When did autumn get here?
The summer of one bowl big salads has morphed into the autumn of one pot hearty stews. We've already had one chili and a pasta/tomato/peas/salami thing. I'd give you the recipe, but the chili is a family secret, and the other I don't know what all I put in there. Incidentally, I read that cayenne is good for staving off colds, so I made sure it was a super hot chili. My throat was burning off, and it's a good thing!
Newsflash! I did finally finish Stephenson's Quicksilver! it was both one of the best and one of the worst books I've read recently. If that makes no sense, scroll down for further discussion of what I was going through while I was reading it.
On a better note, Umberto Eco's The Name of the Rose is both eminently readable and subtly satirecle, two of my favorite things. Even funnier, I just watched the “Monk” episode of Terry Jones's Medieval Lives, and while watching it I could say “those people are in my book!” it was delicious nerdy fun that even Yomiko Readman would be proud of.

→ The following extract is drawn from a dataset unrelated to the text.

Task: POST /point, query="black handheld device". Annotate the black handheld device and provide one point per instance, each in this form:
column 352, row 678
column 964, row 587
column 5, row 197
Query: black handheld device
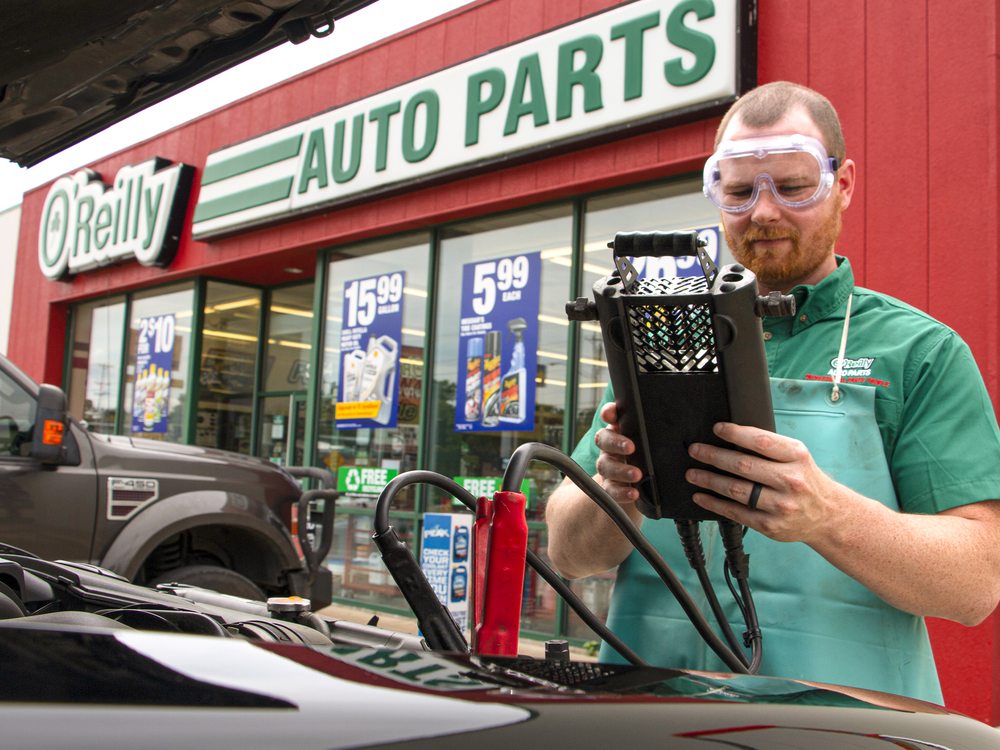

Been reading buckets of Steven Brust lately, just can't get enough. Bought Orca (part of the Vlad Taltos series) and The Phoenix Guards (sorta kinda a prequel series to the Vlad books), and zipped through Orca in about 2 days. Vlad Taltos is becoming one of my favorite fictional characters. Smart, sarcastic, scrawny and a smart-ass, sometimes he beats people up, sometimes he pays people to beat other people up, and sometimes he gets the shit kicked out of him. When I first met Vlad many volumes ago, he was young, brash, and an assassin for hire, mostly working for the corrupt Jhereg, a royal house in the Draegeran Empire. Always the misfit, he's too human to ever truly fit in in the Empire, and too Draegeran to ever fit in back in the east, where the humans live. These days, he's semi retired, semi forcefully. Having done something horribly wrong (if someone knows what book this occurs in, and what happens, please tell me the book!), he is now on the run form the Jhereg, who would love to give him an unrevivafiable death sandwich. Hiding out in the east, and venturing back into the Empire when duty calls and to sneak a visit with his ex-wife and son, Vlad spends his days as part muckraker, part witch for hire, and part punching bag. Having a telepathic familiar and being on a first name basis with the Empress doesn't hurt either.
These books are filled with action, sarcasm, wit, sarcasm, intruigue, action, and a little more sarcasm, and a surprising amount of romanticism. Not romance, with kissy stuff, but romanticism. Think of it what you will.
Some fans have voiced some angst about Brust never giving a real physical description of the Draegerans, other than that they are tall and live a really, really, really long time. Humans call them Elves, in a derogatory fashion. But not having a physical description of them? It's never bothered me. To me, the Draegerans are just tall humans who seem not to age. They seem to accept Vlad and his family pretty readily, allowing humans to live in the vicinity, and even meet with the body politic. So not knowing everything there is to know about the Draegerans? Not a problem, not one bit.